Le Lord encourage ses troupes.
— Ils ont vu le soleil se lever, ils ne le verront pas se coucher !
Un peu de poésie, ça ne fait jamais de mal.
La chasse, c'est poétique, de toute façon. C'est un art en plus d'être un sport.
Surtout la chasse à l'homme.
Le Lord se souvient…
C'était il y a tout juste un an et demi. Au printemps, un joli mois d'avril, un peu froid.
Il ne restait plus qu'une seule proie, ils avaient dégommé les deux autres. Un clodo, d'abord, à peine une heure après le début de la traque. Terrassé par un archer talentueux. Puis ça avait été le tour du second, un réfugié irakien, abattu avec du gros calibre.
Seul le sans-papiers roumain courait encore alors que la nuit approchait.
Infatigable, ce gosse ! Dix-sept ou dix-huit ans, pas plus. Petit, maigrichon. Mais une véritable boule de nerfs !
Il les avait fait cavaler tout l'après-midi. Jusqu'à ce qu'il s'arrête enfin, à bout de forces.
Le Lord se souvient…
Les chevaux qui encerclent la proie, les chiens qui hurlent à la mort.
Le jeune homme terrorisé, dont le cœur menace d'éclater. Dont les muscles refusent d'obéir.
Il se souvient aussi de ce client, si particulier. Il portait un flingue à la ceinture, tous pensaient qu'il allait tirer sur le Rom. Mais ça ne s'est pas passé ainsi, non. Il désirait autre chose. Cultivait d'autres fantasmes.
Et le client est roi, telle est la devise de la maison…
Ce type arrivait tout droit des États-Unis ; un richissime homme d'affaires d'origine canadienne, à la tête d'un véritable empire ; marchand d'armes, notamment. Qui en avait peut-être assez d'assassiner par procuration.
Avec un calme olympien et des gestes minutieux, il a noué une corde autour de la cheville du Roumain, puis a attaché l'autre extrémité à la selle de son cheval. Avant de partir au galop sur une piste, traînant son prisonnier sur plusieurs centaines de mètres.

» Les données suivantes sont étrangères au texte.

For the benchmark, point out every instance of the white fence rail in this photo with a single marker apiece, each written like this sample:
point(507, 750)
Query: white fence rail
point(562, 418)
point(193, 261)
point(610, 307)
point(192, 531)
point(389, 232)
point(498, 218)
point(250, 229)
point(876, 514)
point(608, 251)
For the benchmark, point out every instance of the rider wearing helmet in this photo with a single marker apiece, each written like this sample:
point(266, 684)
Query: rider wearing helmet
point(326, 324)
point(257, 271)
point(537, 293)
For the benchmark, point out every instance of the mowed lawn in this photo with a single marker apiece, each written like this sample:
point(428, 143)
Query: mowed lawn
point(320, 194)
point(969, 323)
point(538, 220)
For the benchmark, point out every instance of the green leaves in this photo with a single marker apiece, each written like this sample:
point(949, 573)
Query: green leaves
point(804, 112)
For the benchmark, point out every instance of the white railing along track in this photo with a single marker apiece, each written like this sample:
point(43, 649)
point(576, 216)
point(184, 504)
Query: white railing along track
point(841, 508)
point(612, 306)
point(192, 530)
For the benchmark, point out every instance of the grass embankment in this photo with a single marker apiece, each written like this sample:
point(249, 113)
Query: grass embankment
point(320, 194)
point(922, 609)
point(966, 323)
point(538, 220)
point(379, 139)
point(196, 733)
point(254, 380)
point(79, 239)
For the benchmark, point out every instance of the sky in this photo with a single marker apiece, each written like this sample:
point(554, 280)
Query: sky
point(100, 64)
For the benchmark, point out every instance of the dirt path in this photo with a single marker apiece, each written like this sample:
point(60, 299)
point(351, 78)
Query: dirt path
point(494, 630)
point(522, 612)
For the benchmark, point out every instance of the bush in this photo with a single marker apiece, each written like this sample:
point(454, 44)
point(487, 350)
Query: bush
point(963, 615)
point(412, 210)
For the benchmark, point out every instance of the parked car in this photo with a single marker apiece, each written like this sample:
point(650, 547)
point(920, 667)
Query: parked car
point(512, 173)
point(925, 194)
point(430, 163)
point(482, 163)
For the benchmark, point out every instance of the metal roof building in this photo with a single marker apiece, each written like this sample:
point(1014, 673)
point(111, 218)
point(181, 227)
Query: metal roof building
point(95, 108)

Les cris, les supplications. Puis, rapidement, le silence ; avec juste le bruit lourd des sabots. Le corps qui se casse, le crâne qui se fend, le sang qui se répand, la peau qui s'arrache, s'effile comme du coton.
Le Lord se souvient…
Amas de chairs à vif, membres brisés, bouche crispée.

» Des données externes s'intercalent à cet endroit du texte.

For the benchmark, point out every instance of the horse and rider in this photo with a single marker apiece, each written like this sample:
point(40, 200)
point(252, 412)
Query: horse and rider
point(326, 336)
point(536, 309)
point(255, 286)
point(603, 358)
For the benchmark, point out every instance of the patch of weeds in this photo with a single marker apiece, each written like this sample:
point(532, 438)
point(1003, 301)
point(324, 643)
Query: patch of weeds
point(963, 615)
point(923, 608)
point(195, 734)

Après tant de kilomètres parcourus, tant d'efforts et de résistance, ce gosse méritait mieux que ça. Une fin plus glorieuse.
Mais le client est roi.
Le reste, c'est sans importance…
16 h 15
Sauvée !
Diane arriverait presque à sourire.
Presque. Si elle n'était pas au bord de l'épuisement. Si elle ne souffrait pas autant.

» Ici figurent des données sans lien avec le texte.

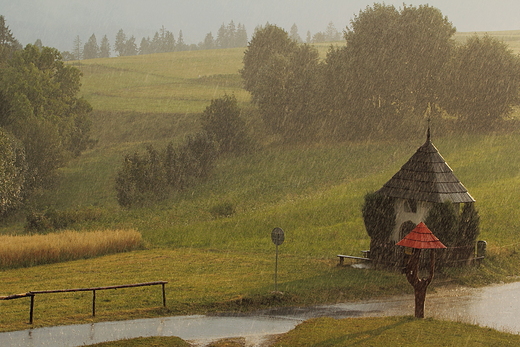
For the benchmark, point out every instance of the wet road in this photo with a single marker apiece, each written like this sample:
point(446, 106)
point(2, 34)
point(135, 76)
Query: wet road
point(496, 306)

Elle pose le pied sur le large sentier en corniche, comme on pose le pied sur la terre ferme après une tempête en haute mer. Ce sentier qui la mènera à la route, puis au village.
Celui qui la conduira à la liberté.
A la survie.
A Clément.
Enfin, ça ne grimpe plus. Elle boit une gorgée d'eau glacée, s'imaginant qu'elle sirote un thé bouillant. À la menthe, avec des pignons.
Bientôt, Diane. Très bientôt.
Elle reprend son pèlerinage, ses jambes flageolent un peu. Ses pieds arrivent tout juste à se soulever, elle bute sur chaque caillou saillant.
Mais elle marche.
C'est alors qu'elle le voit. Surgi de nulle part. Comme une bête sauvage. Elle croit d'abord à une apparition, une hallucination, un mirage.
Non, il est bien là, juste en face d'elle, au beau milieu du sentier.
Là, cet homme vêtu de kaki.
Fusil à la main, sourire aux lèvres.
Chapitre 17
Diane reste immobile, incrédule, muette.
Puis, doucement, elle tourne la tête. Les trois autres sont derrière, bien sûr. Ils étaient juste en embuscade dans les fourrés.
Ils l'attendaient.
Ils ne l'ont pas suivie, non. Se sont montrés plus intelligents que ça en lui tendant un guet-apens.
— Tu nous auras fait courir, putain ! lance Margon en s'avançant.
Aucune issue, cette fois. Sauf à se jeter dans le ravin. Mais c'est ce qu'ils aimeraient qu'elle fasse. Pour ne pas avoir à la tuer. Juste à la regarder crever.
Alors, elle ne tente rien.
Ses dernières forces l'abandonnent, fuyant lentement hors d'elle, coulant contre sa peau, s'évaporant dans la grisaille.
Elle a peur, bien sûr, mais pas tant que ça finalement. Résignée à mourir, déjà ? Ou simplement trop épuisée pour avoir la trouille ? La peur est si gourmande en énergie…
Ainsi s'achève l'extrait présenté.